This paper presents a data management scheme for the Pecan Street smart grid demonstration project in Austin, Texas. In this project, highly granular data with 15-second resolution on resource generation and consumption, including total consumption of electricity, water, and natural gas and solar generation, are collected for more than 100 homes. Furthermore, this testbed, see Figure 1, of homes represents the nation’s highest density of rooftop solar PV and electric vehicles, and includes a substantial subset of homes that are highly instrumented with meters on up to 6 sub-circuits in addition to the whole-home meter. Consequently, this demonstration project generates a one-of-a-kind dataset with excellent temporal and geographic fidelity.
One consequence of this extensive dataset is that there are hundreds of parallel data streams that need to be remotely (wirelessly) collected, filtered, processed, managed, stored and analyzed to be useful for researchers. Cumulatively, they represent 100s of gigabytes of data after just a few months of collection, which represents a formidable barrier to conducting research.

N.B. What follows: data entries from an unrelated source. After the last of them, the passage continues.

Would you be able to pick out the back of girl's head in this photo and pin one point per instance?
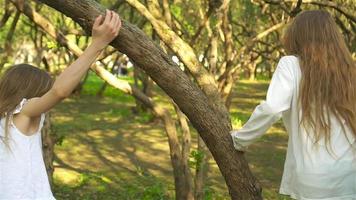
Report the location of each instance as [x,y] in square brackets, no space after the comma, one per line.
[328,84]
[19,82]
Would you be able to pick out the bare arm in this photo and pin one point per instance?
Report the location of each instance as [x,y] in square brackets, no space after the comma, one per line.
[103,33]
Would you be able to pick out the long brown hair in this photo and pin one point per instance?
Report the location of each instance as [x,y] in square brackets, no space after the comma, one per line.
[328,83]
[19,82]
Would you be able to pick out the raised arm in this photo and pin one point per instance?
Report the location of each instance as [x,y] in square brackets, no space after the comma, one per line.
[103,32]
[279,97]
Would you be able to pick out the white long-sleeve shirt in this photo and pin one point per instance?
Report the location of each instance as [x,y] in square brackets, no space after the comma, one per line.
[310,170]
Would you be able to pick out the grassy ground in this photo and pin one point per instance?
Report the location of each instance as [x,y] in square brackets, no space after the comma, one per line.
[107,152]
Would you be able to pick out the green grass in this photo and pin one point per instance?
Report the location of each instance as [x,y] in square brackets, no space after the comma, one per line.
[107,152]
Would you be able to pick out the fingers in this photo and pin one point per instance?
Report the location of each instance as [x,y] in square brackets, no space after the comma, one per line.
[108,17]
[97,21]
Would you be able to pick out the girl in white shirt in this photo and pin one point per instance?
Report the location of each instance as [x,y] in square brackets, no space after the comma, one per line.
[26,93]
[314,91]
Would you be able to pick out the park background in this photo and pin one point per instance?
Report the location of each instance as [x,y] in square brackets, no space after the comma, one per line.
[119,135]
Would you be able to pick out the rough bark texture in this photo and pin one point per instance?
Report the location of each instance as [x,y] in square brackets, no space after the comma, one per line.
[48,142]
[212,123]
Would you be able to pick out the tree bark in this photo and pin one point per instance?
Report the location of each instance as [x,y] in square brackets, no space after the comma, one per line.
[208,118]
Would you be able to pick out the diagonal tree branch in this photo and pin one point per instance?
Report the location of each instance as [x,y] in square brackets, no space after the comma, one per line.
[211,122]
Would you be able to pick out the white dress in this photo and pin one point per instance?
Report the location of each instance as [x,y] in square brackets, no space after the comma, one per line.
[310,171]
[23,174]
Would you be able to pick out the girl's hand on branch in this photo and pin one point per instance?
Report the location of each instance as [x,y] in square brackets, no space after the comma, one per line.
[105,30]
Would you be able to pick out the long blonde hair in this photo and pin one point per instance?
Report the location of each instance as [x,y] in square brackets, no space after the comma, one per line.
[19,82]
[328,83]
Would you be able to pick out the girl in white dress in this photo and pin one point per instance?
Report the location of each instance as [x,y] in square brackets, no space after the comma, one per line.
[26,93]
[314,91]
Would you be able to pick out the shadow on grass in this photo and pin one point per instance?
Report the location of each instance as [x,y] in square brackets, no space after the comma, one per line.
[110,153]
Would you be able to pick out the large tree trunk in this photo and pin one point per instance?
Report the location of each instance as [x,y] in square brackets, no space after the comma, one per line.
[212,122]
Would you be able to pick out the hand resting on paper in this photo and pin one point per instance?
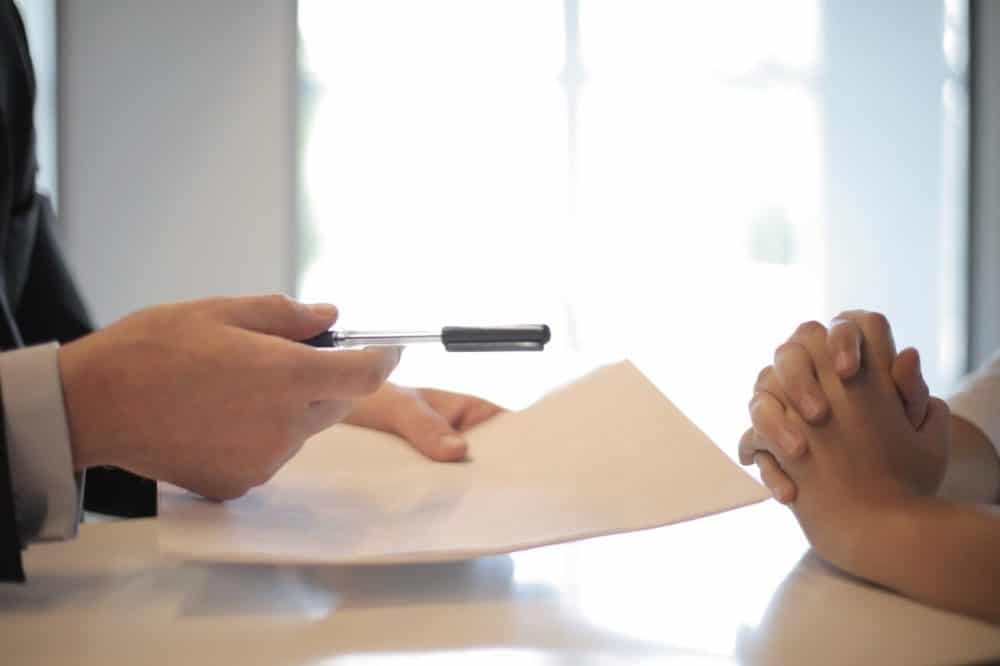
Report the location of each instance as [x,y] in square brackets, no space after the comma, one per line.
[429,419]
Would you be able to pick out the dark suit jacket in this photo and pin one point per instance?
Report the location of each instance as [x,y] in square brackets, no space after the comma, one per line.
[38,300]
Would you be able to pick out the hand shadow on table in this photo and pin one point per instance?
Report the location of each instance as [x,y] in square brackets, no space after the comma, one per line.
[823,615]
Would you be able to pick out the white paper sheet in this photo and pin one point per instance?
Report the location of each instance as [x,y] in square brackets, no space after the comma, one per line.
[608,453]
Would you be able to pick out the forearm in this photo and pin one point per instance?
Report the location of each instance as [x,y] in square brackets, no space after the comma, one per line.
[973,471]
[938,552]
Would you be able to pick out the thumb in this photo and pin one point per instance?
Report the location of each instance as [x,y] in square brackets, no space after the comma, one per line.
[277,315]
[937,424]
[911,386]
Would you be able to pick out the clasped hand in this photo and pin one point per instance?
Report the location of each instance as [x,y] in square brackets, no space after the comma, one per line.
[844,429]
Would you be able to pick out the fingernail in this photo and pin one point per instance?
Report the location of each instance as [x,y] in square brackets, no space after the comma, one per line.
[453,442]
[324,310]
[812,406]
[790,443]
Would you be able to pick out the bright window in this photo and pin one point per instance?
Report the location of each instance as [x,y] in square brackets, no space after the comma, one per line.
[676,182]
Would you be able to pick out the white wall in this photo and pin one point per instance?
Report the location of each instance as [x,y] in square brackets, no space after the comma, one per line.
[177,148]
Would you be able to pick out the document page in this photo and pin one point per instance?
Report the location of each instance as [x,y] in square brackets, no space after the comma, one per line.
[608,453]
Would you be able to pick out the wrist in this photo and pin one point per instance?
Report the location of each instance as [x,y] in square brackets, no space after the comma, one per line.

In partnership with the Texas Advanced Computing Center (TACC), which is an NSF-sponsored cluster of supercomputers at UT-Austin, a data collection and management scheme has been developed. For storing the data, we have built a single column oriented database that so far has shown tremendous performance benefits. This paper shows the data schema, an example of MySQL query, and a developed program for rapid and automated data extraction, analysis and display. We expect that the findings of this work will be beneficial to researchers interested in grid-scale data management.